Founder Charles Dunstone, who became executive chairman in May, is resetting the business by focusing on customer growth after it lost subscribers last year.

TalkTalk competes with BT, Sky and Virgin Media.

Chief Executive Tristia Harrison said its low price plans had delivered a third consecutive quarter of customer growth, and 1.6 million, or more than 50 percent, of its customers now had prices fixed for 18 or 24 months.

"Clearly tough economic times mean all value providers regardless of sector are seeing some benefit," Harrison said.

"It's important to say that is coming at a cost," she said.

"We are investing to bring in new customers.
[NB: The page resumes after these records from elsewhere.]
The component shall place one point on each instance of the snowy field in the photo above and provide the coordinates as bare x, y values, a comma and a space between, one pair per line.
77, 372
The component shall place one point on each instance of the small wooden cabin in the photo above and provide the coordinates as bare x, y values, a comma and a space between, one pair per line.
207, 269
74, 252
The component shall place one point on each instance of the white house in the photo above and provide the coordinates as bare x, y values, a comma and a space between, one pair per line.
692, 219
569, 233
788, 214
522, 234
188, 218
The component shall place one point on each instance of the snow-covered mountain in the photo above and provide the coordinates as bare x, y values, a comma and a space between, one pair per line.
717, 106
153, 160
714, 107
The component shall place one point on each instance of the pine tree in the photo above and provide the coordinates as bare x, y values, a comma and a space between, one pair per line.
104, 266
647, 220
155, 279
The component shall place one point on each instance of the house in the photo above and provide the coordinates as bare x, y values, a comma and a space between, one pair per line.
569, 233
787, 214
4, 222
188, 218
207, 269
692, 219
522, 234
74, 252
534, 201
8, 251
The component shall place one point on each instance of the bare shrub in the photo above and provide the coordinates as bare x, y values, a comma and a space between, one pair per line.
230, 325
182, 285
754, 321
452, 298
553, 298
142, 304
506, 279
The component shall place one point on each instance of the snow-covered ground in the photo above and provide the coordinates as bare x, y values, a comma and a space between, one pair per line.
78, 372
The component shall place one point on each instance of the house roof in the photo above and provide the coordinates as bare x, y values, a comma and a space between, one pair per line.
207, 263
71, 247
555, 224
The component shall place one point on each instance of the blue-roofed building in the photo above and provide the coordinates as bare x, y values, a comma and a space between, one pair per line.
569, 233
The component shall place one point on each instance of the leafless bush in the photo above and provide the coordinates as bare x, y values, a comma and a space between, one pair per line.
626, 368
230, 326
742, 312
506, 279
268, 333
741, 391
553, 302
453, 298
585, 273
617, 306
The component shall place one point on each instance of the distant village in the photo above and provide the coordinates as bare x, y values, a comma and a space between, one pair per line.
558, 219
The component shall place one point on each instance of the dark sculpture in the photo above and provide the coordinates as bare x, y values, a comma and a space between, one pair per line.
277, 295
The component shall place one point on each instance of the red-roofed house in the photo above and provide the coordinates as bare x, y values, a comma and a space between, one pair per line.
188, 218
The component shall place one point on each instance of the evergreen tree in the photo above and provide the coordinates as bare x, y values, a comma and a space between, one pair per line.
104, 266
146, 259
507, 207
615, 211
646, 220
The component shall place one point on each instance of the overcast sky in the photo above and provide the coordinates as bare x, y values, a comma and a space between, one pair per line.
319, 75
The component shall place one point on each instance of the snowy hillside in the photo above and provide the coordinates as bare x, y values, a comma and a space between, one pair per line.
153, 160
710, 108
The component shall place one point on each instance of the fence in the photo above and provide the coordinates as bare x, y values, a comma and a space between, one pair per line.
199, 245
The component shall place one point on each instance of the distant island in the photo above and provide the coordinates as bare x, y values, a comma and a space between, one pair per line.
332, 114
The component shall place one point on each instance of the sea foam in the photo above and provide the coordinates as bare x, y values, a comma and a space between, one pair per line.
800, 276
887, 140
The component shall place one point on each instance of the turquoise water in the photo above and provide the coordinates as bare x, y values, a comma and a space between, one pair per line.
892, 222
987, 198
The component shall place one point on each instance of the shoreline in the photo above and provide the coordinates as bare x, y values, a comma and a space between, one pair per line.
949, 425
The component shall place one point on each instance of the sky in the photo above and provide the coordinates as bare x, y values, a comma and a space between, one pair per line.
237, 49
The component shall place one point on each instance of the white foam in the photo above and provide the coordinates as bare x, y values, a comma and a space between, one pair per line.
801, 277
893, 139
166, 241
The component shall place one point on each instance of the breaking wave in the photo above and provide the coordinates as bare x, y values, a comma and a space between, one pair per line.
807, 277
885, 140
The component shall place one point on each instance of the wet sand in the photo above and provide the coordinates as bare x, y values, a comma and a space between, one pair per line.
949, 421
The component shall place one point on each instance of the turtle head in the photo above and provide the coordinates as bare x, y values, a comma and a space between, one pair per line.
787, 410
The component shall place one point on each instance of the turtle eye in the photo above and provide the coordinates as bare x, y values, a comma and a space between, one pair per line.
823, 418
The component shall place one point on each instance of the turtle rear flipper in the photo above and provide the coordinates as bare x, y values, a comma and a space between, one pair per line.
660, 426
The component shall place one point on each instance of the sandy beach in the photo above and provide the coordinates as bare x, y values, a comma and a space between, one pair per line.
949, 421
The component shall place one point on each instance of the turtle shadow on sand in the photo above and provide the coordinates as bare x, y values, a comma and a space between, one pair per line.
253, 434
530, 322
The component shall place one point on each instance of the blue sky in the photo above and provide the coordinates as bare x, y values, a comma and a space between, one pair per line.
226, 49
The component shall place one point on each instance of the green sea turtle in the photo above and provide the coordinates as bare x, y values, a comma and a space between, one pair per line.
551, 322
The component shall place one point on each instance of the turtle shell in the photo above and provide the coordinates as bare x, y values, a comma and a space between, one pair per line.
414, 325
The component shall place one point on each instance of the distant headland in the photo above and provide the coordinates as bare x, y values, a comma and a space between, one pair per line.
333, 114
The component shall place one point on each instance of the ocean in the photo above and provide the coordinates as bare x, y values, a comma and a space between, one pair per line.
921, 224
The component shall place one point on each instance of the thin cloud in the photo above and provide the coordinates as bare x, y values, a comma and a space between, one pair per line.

We are investing to move customers to these fixed-price plans and we will continue to do so."

The company reported a loss before tax of 75 million pounds for the six months to September 30 versus 30 million pound profit a year earlier.

In response it slashed its interim dividend by more than 50 percent to 2.50 pounds from 5.29 a year earlier and warned that earnings before interest, tax, depreciation for the year would now likely come in towards the lower end of its 270-300 million pound guidance.

Harrison said the investment would pay off, however, and she expected a stronger step up in net adds in the second half.

She said TalkTalk was targeting customers who took expensive TV packages from Sky and Virgin along with broadband, and who instead wanted a straightforward pay-as-you go TV service to complement providers such as Netflix.

TalkTalk has scaled back its ambitions in mobile in the reset. Harrison said it was working on a simple SIM-only offer with its partner Telefonica for launch in the third quarter.